Except for the lack of late-time [O i] emission, the higher-luminosity members of the SN 2002cx-like class are consistent with a full deflagration of a WD; however, SN 2008ha is inconsistent. On the other hand, the light curves, line velocities, composition, energetics, and host-galaxy properties of SN 2008ha are all consistent with a failed deflagration. If this model is correct for SN 2007J, the He lines must be the result of interaction with circumstellar material.

For the ".Ia supernova" model, first proposed by Bildsten et al. (2007), a binary WD system similar to AM CVn with a low accretion rate will eventually undergo a particularly luminous outburst caused by nuclear burning of a helium shell with M ≈ 0.05 M_☉. This flash will generate Fe-peak radioactive nuclei similar to an SN Ia, but the smaller mass of radioactive elements and ejected material produce a less luminous, rapid light curve, with high-velocity ejecta.

This model makes several predictions. The ⁵⁶Ni mass should be ∼10⁻² M_☉ and the absolute magnitude should be in the range of −15 to −18 mag. Since the ejecta mass should be small (similar to the mass of the helium shell, 0.05 M_☉), the rise time should be short (2–10 days). Because there is a large $M_{^{56}{\rm Ni}}/M_{\rm ej}$ ratio, the ejecta velocity should be large (∼15,000 km s⁻¹). Given that the progenitors are AM CVn systems, the host-galaxy population should be dominated by early-type galaxies. The rise time and luminosity of SN 2008ha are on the extreme edges of the ranges found by Bildsten et al. (2007). However, the ejecta velocity of SN 2008ha is much lower than that predicted, and its host galaxy is an irregular galaxy, an unlikely host for such an event (but since there are old stellar systems in all galaxies, this alone should not eliminate the model).

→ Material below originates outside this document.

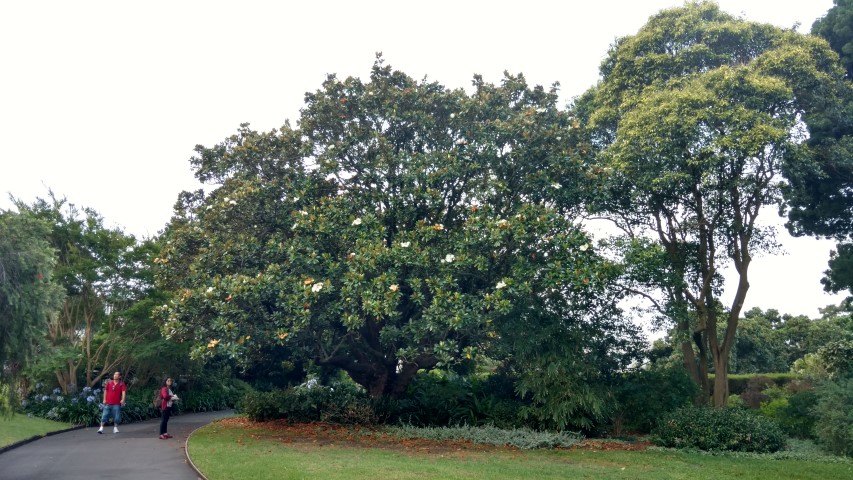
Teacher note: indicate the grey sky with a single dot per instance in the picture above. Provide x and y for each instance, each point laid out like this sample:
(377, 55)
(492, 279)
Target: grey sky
(103, 101)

If we take the model of Bildsten et al. (2007) and modify it so that the nuclear burning is less efficient, the explosion would produce less ⁵⁶Ni but have a similar amount of ejecta, producing a fainter event with a lower ejecta velocity, while the rise time would be approximately the same. If the kinetic energy is proportional to the ⁵⁶Ni mass, then to match the observed ejecta velocity, we would expect the ⁵⁶Ni to be a factor of ∼50 smaller than that presented by Bildsten et al. (2007). This implies $M_{^{56}{\rm Ni}} = 2 \times 10^{-3}$ M_☉, similar to what we found from an examination of the light curve in Section 4.

The inefficient version of the.Ia model appears to reproduce the properties of SN 2008ha. Since this model involves a He WD, some of the ejecta (or alternatively, circumstellar material from the mass transfer) may be unburned He. This model may explain the He emission lines present in SN 2007J, but lack of strong [O i] in the late-time spectra of SN 2002cx. However, the ejecta mass and rise times predicted by this model do not match those observed for most SN 2002cx-like objects. Additionally, the progenitor systems of this model are members of an old stellar population, so we are unlikely to have discovered these objects exclusively in spiral galaxies. Thus, this model probably does not apply to all SN 2002cx-like events.